Both of these approaches have some value, but I’ve never been happy with them, not least because they tend to exclude the analysis of the cultural and intellectual contexts in which firms operate. That’s why I was intrigued by a new piece in the Strategic Management Journal by Charles E Stevens, En Xie, Mike W Peng.
Stevens, Charles E., En Xie, and Mike W. Peng. “Toward a legitimacy‐based view of political risk: The case of Google and Yahoo in China.” Strategic Management Journal (2015).

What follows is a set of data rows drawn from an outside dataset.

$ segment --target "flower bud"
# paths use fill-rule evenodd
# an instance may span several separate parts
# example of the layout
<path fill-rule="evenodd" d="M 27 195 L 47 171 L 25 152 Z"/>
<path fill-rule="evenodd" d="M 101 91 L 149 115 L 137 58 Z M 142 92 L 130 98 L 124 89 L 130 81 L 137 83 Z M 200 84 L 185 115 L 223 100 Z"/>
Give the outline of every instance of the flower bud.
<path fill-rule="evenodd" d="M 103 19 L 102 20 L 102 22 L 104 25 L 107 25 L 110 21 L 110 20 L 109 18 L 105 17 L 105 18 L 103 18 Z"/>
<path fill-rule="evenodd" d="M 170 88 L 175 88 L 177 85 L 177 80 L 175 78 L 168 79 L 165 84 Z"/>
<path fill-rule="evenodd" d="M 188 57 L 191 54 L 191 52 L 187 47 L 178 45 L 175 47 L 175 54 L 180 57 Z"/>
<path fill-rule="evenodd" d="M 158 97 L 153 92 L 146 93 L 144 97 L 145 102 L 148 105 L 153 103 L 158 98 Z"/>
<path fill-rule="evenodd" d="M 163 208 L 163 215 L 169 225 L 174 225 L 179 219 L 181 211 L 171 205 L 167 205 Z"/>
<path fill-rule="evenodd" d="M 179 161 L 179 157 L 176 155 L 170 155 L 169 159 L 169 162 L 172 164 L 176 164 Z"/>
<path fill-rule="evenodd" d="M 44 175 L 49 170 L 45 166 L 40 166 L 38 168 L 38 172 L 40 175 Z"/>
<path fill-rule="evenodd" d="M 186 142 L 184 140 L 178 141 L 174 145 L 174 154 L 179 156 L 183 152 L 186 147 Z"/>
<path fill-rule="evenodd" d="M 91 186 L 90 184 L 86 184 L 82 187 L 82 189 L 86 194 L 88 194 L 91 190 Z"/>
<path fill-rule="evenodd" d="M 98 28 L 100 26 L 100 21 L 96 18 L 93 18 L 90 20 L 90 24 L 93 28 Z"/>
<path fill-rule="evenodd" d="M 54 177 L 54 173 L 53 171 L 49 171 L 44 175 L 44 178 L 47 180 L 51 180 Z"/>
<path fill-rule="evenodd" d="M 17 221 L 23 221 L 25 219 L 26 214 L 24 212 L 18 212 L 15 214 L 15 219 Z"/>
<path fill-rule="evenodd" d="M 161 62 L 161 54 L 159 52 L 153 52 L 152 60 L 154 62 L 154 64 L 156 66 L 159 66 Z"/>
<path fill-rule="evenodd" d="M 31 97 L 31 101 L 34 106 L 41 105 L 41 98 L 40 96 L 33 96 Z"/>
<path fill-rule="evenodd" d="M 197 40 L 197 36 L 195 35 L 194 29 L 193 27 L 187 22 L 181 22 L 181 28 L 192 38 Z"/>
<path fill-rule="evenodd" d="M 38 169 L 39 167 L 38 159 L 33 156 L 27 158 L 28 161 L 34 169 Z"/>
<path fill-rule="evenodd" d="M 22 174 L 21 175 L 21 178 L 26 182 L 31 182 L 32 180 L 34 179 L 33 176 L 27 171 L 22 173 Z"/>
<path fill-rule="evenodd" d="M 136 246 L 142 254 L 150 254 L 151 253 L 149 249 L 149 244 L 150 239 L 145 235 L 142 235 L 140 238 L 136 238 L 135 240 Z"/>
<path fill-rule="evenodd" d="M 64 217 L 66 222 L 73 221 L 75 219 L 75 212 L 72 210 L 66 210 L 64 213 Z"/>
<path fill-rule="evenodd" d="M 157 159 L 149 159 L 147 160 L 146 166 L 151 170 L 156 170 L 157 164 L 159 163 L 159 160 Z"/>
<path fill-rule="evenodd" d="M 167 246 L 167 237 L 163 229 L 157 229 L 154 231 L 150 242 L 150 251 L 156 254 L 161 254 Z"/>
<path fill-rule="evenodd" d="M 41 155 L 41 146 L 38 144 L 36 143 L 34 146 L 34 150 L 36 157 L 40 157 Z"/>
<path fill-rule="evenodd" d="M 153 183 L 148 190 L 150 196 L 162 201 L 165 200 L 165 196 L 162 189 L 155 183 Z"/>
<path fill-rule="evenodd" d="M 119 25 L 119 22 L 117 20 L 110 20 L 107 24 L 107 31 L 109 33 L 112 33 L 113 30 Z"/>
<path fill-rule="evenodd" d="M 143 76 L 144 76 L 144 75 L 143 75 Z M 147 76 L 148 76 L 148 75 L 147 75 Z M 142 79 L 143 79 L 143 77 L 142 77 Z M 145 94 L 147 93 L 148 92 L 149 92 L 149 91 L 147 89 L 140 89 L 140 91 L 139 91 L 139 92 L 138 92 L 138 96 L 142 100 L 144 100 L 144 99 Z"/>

As the authors point out, the BPA and PIA lens is applied most frequently the forms of political risk confronted by MNEs who operate in the “asset-intensive extractive and infrastructure sectors” in developing countries. While recognizing that these approaches often provide the best way of understanding political risk, they argue persuasively that these approaches are less suitable for understanding political risk in the home country (i.e., the country where the multinational has its headquarters) and in relatively “complex and interconnected” sectors in industries such services or the high-tech sector. S
Citing such scholarly articles as Marquis and Quin (2014), Bucheli and Salvaj (2013), Kostova and Zaheer (1999), and Bitektine (2011), Steven et al. identify an emerging approach to writing about political risk in multinationals that they call the Legitimacy-Based View (LBV). They then proceed to develop a formal conceptual model for the LBV. The LBV recognizes that corporations are granted legitimacy by a range of actors rather than simply the state. Such actors can withhold a corporation’s “social licence” to operate. Moreover, they break down the broad term “the government” by recognizing that each national government is a far from monolithic entity: rather than being a single actor, the government is a collection of individuals, some of whom may have very different ideas about the legitimacy of a given MNE. [This approach will be music to the ears of most political scientists, along with all methodological individualists].
The empirical information about Google and Yahoo in the paper is interesting to me, especially since I followed the saga of Google in China, but I am most interested in the theoretical framework the authors develop as it could be applied by a wide variety of IB, strategy, and business history scholars.
About the authors: Charles Stevens teaches at Lehigh University. En Xie teaches at Xi’an Jiaotong University. Mike W. Peng is the Jindal Chair of Global Strategy Head, Organizations, Strategy, and International Management, University of Texas Dallas.